After three sleepless nights, two trips to Home Depot, and a $200 labour bill, I can promise you this: There are few things as mind-numbingly irritating as a chirping smoke detector. For me, the incessant noise started at 3 a.m.: a quick but mighty chirp from the guest bedroom that signaled its battery was low—or so I thought. Of course, I’m not tall enough to reach the ceiling even with my ladder and my partner was traveling for work, so I had to wait it out until morning.
The next morning, I changed the battery with the help of my tallest neighbor—which did the trick for about 20 hours. Like clockwork, the next morning at 3 a.m. brought on more chirping and I promptly lost my sanity. In a sleepy stupor, I dangerously stacked a step stool on top of a bed (which I don’t recommend) to get it down, then threw it in the freezer until the noise stopped. It’s a good solution for a smoke detector without a hush button—not only is it hard to hear from inside there, but it eventually freezes and quits making noise altogether.
As it turns out, there are myriad reasons your smoke detector might be chirping—and new batteries don’t always solve it. Ahead, find out how to stop your smoke detectors from chirping once and for all.
First, change the battery. Because most households don’t have a failsafe way to check the life left on most dry-cell batteries, your best bet is to get new ones. Once they’re in, make sure they're securely installed and snapped in completely so they can’t be shaken loose.
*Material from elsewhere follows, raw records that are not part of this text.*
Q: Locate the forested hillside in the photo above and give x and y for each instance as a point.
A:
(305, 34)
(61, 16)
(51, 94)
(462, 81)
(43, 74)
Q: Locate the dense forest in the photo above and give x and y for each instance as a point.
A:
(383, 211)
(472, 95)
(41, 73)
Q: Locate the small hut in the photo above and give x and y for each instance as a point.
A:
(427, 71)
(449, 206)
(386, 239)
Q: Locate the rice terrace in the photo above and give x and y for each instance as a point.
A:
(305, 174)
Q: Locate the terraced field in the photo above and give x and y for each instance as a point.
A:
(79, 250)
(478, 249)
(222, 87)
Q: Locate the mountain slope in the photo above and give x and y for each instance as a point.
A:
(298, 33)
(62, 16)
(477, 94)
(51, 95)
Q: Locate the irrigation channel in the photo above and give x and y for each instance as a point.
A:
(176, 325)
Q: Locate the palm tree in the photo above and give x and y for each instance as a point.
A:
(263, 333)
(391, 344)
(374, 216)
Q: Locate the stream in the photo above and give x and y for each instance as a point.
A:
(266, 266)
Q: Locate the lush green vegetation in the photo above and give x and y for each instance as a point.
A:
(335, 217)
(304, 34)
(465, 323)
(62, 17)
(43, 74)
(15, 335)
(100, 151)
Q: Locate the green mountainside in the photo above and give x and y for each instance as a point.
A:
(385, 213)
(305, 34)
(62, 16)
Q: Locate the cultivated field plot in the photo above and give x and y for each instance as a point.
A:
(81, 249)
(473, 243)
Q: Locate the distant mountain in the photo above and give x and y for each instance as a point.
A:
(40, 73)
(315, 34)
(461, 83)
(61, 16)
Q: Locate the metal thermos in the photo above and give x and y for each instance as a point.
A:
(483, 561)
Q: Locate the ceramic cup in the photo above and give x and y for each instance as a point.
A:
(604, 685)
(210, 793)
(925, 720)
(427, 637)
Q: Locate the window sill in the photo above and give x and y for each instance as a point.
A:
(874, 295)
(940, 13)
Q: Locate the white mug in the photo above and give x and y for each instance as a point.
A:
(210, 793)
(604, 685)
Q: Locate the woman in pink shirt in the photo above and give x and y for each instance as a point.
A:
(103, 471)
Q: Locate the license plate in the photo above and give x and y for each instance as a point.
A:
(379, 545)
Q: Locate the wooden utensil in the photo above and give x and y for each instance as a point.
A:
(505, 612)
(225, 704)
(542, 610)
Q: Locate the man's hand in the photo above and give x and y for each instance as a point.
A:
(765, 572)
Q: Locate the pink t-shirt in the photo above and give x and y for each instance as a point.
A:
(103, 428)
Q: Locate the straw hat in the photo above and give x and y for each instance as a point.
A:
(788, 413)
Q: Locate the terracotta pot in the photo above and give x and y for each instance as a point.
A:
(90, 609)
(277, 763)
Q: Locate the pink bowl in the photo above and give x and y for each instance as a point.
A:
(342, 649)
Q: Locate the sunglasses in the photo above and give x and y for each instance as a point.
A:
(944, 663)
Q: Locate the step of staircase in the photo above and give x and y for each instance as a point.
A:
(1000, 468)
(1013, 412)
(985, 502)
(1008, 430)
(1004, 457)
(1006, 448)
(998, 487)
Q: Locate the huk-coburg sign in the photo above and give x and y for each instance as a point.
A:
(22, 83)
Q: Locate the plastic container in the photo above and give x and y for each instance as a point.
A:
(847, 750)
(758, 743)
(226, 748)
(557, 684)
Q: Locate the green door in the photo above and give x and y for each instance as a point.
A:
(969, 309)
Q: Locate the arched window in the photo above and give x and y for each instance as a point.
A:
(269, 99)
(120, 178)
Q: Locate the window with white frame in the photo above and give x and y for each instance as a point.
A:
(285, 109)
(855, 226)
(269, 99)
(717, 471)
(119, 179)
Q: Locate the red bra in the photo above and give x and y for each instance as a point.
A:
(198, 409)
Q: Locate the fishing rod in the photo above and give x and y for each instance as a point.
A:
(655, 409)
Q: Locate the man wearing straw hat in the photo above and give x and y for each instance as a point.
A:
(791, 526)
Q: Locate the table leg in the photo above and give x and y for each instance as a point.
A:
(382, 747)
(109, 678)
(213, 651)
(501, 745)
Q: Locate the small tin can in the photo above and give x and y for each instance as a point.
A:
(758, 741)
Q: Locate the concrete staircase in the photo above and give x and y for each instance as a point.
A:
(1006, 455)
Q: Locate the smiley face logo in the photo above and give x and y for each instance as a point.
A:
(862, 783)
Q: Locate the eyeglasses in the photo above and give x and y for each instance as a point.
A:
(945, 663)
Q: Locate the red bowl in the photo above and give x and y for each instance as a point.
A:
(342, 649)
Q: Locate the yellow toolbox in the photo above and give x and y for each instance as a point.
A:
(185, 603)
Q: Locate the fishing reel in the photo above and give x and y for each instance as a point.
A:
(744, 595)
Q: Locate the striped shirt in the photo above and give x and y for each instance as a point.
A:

On units with a front-load battery, be sure that the battery compartment door is closed completely as well.
If the chirping continues and your smoke detectors are all connected—this is what’s called a hardwired AC connection, which guarantees that if one alarm in the house goes off, they all go off—replace the batteries in the other units, too. It’s also important to note that a backup battery is typically included with hardwired smoke alarm sets, which is why your detector continues to chirp even when the batteries are out. These types of detectors usually require a reset to stop chirping.
Second, check for any temperature changes. When my alarms went off three nights in a row at the same time, I should have known: Dramatic changes in temperature or excess humidity can trigger your alarms to chirp. (Instead, I had to let a handyman who charges $200 per house call to tell me this.) Most smoke alarms operate at 40 degrees to 95 degrees Fahrenheit, so if your room drops below that, it could be cause for alarm—literally. If you can, move your alarm away from a ceiling fan, cooling vent, or another direct source of airflow.
Third, your smoke alarms just might be old. Smoke and heat alarms should be replaced every 10 years, and carbon monoxide and combination alarms should be replaced every 7 years. That said, most alarms have a five-year warranty from the date of purchase, so if it’s after that date, it’s best to get a new one.
I had my handyman replace all four of mine if only because I didn’t want to spend $200 on nothing—and it worked. It’s been four months without a single chirp! (Can we all collectively knock on wood for me?)